Et pour en finir accordez moi la possibilité de vous lire un court
extrait de Pierre Hadot dans sa leçon inaugurale de la chaire
d’histoire de la pensée hellénistique et romaine au collège de France
en 1983 sur le thème de l’éloge de la philosophie antique :
« Le
souci du destin individuel et du progrès spirituel, l’affirmation
intransigeante de l’exigence morale, l’appel à ta méditation,
l’imitation à la recherche de cette paix intérieure que toutes les
écoles, même celle des sceptiques proposent comme fin à la philosophie,
le sentiment du sérieux et de la grandeur de l’existence, voilà, me
semble-t-il, ce qui dans la philosophie antique n’a jamais été dépassé
et reste toujours vivant. Certains verront peut-être dans ces attitudes
une conduite de fuite, une évasion, incompatible avec la conscience que
nous devons avoir de la souffrance et de la misère humaines, et ils
penseront que le philosophe se révèle ainsi comme irrémédiablement
étranger au monde. Je répondrai simplement en citant ce beau texte de
Georges Friedmann daté de 1942, qui laisse entrevoir la possibilité de
concilier le souci de la justice et l’effort spirituel, et qu’un
stoïcien de l’Antiquité aurait pu écrire : « Prendre son vol chaque
jour ! Au moins un moment qui peut être bref pourvu qu’il soit intense.
Chaque jour un “exercice spirituel” seul ou en compagnie d’un homme qui
lui aussi veut s’améliorer... Sortir de la durée.

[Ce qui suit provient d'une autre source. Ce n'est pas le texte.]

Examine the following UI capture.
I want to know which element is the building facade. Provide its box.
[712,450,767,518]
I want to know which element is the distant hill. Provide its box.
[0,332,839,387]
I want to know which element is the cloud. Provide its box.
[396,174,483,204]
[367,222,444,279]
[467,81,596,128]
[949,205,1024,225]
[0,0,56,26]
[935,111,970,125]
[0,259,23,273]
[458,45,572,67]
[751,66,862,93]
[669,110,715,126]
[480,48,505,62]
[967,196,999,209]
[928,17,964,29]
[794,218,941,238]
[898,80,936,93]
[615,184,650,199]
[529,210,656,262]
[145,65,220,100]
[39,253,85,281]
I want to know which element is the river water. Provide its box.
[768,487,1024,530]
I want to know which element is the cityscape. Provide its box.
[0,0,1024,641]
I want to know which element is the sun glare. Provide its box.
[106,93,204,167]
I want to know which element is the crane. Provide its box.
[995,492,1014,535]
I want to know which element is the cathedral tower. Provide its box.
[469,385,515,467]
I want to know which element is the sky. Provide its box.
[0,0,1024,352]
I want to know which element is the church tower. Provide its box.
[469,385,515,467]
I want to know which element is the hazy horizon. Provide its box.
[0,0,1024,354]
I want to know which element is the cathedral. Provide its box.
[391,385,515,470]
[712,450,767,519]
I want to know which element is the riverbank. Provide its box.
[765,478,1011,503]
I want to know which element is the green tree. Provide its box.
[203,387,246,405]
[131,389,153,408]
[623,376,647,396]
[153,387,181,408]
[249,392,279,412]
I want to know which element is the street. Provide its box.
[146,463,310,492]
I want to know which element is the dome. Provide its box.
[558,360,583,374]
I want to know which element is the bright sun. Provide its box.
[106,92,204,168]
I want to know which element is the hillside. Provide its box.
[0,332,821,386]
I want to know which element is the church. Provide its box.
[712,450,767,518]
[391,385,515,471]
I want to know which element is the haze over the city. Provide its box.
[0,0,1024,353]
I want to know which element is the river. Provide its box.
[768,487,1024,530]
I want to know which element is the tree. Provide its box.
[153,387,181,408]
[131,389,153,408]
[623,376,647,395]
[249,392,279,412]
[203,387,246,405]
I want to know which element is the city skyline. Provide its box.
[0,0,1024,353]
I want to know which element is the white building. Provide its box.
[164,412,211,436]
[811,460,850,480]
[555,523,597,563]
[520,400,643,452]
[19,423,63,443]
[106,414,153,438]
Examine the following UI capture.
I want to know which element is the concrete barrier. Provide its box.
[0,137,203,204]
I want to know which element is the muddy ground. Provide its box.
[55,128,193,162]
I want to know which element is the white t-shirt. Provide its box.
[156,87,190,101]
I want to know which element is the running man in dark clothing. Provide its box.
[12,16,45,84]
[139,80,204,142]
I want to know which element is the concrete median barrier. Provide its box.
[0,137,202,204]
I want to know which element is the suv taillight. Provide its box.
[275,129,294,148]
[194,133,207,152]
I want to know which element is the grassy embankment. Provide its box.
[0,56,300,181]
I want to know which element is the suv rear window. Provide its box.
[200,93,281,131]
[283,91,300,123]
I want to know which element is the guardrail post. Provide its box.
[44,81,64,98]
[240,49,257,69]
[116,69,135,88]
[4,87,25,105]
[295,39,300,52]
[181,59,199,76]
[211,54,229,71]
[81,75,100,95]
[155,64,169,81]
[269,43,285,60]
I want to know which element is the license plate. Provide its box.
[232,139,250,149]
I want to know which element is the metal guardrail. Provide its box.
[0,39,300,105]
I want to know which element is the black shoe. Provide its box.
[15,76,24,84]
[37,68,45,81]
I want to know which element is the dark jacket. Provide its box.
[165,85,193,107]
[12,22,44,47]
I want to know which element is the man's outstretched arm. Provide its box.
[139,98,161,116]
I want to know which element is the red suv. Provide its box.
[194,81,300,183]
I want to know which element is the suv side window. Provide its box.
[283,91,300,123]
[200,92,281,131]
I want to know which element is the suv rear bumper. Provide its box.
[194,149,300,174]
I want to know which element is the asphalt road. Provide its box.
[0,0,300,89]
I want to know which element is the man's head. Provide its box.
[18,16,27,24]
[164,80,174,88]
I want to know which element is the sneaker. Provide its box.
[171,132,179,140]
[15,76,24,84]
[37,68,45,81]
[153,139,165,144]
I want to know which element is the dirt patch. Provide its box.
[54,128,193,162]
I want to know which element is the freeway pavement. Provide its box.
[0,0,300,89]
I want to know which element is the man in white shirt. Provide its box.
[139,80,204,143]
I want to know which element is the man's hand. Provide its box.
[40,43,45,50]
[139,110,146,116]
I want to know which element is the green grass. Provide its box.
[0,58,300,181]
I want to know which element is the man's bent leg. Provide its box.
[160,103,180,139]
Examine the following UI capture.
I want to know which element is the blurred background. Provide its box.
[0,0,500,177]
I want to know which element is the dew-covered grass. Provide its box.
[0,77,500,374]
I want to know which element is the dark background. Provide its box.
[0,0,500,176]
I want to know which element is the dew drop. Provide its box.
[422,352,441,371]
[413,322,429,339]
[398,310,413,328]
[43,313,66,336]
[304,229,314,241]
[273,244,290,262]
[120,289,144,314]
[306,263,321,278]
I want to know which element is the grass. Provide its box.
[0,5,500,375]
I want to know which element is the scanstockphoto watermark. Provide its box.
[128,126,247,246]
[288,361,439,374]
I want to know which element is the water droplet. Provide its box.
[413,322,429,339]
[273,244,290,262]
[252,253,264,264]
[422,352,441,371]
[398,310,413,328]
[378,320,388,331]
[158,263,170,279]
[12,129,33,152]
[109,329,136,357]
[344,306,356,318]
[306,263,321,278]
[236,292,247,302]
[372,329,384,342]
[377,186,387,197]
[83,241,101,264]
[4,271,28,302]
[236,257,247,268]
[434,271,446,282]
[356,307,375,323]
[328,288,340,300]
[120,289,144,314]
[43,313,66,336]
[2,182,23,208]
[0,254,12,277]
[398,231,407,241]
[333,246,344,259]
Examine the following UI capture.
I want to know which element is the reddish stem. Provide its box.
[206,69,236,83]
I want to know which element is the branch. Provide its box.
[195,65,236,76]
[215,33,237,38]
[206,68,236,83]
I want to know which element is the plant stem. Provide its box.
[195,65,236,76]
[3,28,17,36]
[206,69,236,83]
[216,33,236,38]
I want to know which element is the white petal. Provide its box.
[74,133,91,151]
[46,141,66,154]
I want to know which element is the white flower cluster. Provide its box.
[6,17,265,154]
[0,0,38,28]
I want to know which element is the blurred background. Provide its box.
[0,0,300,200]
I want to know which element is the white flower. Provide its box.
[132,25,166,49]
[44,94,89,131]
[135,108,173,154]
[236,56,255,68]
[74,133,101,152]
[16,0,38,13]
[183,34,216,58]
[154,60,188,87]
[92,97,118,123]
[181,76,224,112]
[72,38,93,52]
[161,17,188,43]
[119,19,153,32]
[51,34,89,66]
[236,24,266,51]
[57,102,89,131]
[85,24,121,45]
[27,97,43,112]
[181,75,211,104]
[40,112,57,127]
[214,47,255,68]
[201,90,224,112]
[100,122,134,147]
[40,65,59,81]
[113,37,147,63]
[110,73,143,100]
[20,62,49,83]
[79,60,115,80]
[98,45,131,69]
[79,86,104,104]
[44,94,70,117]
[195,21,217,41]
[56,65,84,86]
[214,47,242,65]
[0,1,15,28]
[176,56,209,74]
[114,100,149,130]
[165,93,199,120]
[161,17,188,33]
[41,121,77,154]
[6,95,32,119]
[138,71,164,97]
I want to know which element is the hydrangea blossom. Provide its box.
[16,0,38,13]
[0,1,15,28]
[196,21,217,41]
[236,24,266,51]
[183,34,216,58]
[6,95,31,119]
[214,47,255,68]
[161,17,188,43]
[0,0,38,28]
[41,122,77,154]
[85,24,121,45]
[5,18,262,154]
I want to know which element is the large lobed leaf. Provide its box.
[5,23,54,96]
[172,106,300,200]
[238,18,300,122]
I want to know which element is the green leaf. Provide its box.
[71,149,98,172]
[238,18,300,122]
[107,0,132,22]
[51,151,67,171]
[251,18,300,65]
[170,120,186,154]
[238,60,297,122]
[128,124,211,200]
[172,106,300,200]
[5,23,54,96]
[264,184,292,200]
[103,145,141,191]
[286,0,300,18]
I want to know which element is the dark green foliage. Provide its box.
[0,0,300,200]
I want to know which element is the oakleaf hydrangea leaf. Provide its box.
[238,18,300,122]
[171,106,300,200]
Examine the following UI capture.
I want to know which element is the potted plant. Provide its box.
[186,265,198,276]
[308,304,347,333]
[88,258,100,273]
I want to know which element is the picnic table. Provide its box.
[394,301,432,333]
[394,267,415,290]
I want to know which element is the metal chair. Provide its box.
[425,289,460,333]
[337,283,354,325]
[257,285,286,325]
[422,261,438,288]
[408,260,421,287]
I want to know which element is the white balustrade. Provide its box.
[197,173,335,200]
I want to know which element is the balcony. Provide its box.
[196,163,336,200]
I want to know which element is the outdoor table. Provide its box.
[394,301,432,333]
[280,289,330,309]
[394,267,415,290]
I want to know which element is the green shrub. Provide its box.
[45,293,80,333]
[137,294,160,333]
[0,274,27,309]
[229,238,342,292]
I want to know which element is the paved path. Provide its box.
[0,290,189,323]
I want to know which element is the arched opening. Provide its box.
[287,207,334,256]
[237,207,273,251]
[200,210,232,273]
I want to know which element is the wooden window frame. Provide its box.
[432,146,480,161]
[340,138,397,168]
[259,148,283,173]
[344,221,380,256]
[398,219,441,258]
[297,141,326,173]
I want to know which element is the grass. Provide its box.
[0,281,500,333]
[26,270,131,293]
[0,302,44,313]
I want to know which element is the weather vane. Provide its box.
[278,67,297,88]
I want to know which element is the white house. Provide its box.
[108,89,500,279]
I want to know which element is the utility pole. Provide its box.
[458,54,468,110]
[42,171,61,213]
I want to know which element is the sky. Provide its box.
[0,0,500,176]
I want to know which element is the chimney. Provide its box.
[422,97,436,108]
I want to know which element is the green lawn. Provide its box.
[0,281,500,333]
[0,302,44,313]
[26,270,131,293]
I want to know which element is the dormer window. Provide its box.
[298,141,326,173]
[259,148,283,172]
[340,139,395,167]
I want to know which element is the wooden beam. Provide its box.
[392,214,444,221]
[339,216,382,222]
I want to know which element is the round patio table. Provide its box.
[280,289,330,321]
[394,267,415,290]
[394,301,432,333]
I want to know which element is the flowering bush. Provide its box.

S’efforcer de
dépouiller tes propres passions... S’éterniser en se dépassant. Cet
effort sur soi est nécessaire, cette ambition, juste. Nombreux sont
ceux qui s’absorbent entièrement dans la politique militante, la
préparation de la révolution sociale. Rares, très rares, ceux qui,,
pour préparer la révolution, veulent s’en rendre dignes. ».